Raymond Smith Sr., 49, died almost instantly in July 2016 when struck by the vehicle owned by Plainville-based CWPM and driven by Robert Choinski. The dash cam footage from the garbage truck, attorneys said, showed Choinski was not paying attention to the road at the time of the accident.
Smith’s fiancee, Allison Vandermaelen, was on the motorcycle with Smith. Vandermaelen suffered a traumatic brain injury and underwent 22 surgeries to her left leg. She settled her case with Choinski and his insurance carrier for $13.6 million in April.
The latest case was brought on behalf of Smith’s 30-year-old son, Raymond Jr.
Attorneys for Choinski and the Firemen Fund Insurance Co., his carrier, told Smith Jr. that their final offer was $3 million.
“The defense told my client it’s either $3 million or try it in court,” said Keith Trantolo, Smith’s attorney and the owner/managing partner of Trantolo & Trantolo. “My client accepted it as he did not want to go through the grueling trial process.” The money will be disbursed this month, Trantolo said.
Trantolo was seeking $10.5 million.
The settlement was finalized Oct. 23 and the case was mediated Oct. 2 in front of Michael Riley of Pullman & Comley.
The garbage truck’s dash cam video recorded Choinski’s actions and the oncoming motorcycle in the seconds before impact, Trantolo said.
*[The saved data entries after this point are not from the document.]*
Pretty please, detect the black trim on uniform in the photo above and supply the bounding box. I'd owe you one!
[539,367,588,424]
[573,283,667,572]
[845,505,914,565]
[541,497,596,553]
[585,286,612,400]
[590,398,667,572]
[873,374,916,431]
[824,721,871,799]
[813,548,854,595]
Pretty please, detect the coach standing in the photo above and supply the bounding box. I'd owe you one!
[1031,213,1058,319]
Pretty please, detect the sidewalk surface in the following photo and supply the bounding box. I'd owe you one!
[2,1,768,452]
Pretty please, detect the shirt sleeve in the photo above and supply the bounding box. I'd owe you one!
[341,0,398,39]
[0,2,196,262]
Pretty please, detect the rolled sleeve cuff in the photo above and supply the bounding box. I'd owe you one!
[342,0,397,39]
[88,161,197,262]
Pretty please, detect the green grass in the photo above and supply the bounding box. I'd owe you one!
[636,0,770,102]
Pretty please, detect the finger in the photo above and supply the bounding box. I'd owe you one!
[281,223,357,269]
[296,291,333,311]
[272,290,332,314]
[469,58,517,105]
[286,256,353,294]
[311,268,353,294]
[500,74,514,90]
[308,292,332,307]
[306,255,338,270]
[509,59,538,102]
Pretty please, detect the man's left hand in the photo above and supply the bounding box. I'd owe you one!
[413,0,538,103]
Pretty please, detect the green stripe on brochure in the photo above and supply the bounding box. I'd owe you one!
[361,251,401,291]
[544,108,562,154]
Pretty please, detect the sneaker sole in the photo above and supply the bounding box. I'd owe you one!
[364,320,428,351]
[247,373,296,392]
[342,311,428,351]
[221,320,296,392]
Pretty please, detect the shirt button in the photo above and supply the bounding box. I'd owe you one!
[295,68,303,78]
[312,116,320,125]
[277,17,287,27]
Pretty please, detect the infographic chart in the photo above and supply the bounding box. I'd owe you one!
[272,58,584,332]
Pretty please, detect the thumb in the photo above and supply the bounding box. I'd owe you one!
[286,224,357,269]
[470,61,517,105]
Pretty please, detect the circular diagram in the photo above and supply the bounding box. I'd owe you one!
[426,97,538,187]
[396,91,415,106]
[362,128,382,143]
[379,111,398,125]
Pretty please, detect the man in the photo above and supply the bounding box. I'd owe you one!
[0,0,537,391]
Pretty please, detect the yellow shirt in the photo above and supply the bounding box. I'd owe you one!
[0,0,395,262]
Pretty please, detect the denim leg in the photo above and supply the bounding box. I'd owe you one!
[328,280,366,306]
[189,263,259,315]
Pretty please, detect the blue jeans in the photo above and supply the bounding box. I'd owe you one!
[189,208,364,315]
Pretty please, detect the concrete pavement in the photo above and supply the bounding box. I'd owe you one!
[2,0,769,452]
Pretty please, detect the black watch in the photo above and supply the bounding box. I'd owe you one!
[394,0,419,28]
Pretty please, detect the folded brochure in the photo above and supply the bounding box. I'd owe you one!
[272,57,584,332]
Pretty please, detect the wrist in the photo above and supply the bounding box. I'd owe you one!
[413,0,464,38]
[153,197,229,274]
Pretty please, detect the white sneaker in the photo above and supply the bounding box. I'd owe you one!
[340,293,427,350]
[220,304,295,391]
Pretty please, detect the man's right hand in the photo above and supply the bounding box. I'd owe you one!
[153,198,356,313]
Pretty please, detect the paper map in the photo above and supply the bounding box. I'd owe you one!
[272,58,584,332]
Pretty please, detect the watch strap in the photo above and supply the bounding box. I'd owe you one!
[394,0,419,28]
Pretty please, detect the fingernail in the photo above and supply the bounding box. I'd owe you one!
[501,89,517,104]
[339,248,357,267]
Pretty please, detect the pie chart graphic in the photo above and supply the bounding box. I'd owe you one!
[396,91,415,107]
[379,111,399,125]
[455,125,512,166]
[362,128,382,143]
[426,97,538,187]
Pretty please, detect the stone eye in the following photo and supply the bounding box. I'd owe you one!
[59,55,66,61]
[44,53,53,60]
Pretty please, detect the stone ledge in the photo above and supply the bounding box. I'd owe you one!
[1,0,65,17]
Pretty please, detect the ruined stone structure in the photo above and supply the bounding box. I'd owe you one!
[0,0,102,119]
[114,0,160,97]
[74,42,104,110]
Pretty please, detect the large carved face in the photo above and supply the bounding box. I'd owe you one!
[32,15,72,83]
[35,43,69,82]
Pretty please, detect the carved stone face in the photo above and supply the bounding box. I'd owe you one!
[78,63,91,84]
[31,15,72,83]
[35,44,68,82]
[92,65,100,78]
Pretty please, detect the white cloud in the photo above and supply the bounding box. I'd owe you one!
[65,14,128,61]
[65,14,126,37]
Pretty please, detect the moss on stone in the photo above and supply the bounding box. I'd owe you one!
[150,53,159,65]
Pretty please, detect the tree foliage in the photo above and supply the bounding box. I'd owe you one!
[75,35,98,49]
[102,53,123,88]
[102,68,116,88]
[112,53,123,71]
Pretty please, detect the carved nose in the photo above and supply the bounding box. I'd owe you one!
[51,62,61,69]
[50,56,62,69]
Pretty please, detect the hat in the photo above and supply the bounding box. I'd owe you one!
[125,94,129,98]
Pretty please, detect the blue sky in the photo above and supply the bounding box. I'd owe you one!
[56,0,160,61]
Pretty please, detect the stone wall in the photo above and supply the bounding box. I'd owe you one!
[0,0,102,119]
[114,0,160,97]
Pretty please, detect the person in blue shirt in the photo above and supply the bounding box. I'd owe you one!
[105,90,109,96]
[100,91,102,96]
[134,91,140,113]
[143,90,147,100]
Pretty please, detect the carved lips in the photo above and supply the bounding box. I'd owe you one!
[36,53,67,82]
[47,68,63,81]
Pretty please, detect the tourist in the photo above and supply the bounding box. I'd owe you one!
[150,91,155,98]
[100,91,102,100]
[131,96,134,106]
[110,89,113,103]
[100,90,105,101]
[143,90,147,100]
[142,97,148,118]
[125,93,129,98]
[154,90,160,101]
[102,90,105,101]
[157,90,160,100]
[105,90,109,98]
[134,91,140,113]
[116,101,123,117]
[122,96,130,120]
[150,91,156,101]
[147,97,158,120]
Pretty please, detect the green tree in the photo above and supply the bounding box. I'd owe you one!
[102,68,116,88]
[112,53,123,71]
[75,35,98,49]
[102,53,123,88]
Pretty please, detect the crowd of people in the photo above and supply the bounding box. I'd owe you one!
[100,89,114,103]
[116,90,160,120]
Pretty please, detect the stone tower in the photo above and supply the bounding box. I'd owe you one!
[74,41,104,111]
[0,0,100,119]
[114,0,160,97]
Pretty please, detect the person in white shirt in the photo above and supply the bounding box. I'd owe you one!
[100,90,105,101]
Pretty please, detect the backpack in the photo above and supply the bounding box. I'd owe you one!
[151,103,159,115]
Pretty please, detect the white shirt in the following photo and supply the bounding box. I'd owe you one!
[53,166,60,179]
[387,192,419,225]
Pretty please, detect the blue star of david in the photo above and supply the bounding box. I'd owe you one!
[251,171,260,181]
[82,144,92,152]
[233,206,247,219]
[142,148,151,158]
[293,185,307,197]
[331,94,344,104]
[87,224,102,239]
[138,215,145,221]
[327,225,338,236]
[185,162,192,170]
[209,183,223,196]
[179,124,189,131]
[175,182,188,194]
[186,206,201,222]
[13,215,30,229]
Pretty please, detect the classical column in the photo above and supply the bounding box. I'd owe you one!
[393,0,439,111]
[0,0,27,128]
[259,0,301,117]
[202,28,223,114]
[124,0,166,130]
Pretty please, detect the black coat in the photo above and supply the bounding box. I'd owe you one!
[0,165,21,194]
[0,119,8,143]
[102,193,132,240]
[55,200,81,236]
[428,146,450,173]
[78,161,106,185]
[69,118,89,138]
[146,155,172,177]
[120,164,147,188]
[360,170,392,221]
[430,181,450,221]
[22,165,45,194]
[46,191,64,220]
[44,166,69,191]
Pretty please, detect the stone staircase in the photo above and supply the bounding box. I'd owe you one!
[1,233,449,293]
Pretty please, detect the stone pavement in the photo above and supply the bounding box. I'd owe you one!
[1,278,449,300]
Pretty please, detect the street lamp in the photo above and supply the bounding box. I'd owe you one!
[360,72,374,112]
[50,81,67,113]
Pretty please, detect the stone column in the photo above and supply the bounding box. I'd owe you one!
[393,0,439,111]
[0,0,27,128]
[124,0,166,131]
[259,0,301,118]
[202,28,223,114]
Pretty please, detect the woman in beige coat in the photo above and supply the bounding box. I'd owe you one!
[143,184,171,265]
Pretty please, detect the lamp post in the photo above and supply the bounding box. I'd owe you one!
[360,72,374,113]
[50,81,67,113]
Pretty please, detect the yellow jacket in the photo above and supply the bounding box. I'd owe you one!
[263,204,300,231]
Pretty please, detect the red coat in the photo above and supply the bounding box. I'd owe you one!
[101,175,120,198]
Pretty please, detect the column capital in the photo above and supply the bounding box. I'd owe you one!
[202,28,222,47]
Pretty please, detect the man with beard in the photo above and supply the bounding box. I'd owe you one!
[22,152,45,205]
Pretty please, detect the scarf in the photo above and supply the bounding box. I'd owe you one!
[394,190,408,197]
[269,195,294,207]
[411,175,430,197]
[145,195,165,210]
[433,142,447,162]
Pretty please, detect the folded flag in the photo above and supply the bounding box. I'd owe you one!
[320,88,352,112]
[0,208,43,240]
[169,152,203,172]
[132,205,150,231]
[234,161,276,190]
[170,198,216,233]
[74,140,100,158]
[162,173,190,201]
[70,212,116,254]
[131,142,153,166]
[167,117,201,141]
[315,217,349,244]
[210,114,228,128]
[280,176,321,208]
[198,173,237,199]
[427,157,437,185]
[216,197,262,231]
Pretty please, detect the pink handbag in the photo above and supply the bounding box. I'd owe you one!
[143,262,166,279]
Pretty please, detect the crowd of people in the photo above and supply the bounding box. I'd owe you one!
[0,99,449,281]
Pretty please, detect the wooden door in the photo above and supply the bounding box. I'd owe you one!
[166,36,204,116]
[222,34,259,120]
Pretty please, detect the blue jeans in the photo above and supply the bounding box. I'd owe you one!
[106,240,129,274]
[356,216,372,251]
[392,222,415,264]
“The dash cam gave us insight into what was going on physically inside the cab of the truck as to the defendant’s operations of the truck. He just was not looking where he should have been,” Trantolo said Friday. “Smith is going the speed limit and the defendant took a left and there was no opportunity for the motorcyclist to take any defensive maneuver to avoid the collision.”
Choinski, 34, pleaded guilty to negligent homicide with a commercial vehicle. He received a six-month suspended prison sentence followed by 18 months’ probation, and had his license suspended for 30 days.
Trantolo said his biggest challenge in the case was “trying to determine what a human life is worth and having the insurance company, who will argue over it, sign off on it.”
Smith Jr. posted his reaction to the settlement on the law firm’s Facebook page.
“The respect that the law firm showed myself, along with my family, was incredibly professional and made a very difficult situation a little easier to bear,” wrote Smith, who now lives in Florida.
Choinski and Firemen Fund were represented by Thomas Houlihan Jr. of Hartford’s Boyle, Shaughnessy & Campo. Houlihan did not respond to a request for comment on Friday.
Trantolo was assisted on the case by colleagues Mark Kochanowicz and Ron Etemi.
Trantolo said he was “looking forward to trying the case with Mark and Ron, but I am very happy for the family and for Ray Smith Jr. that they are happy.”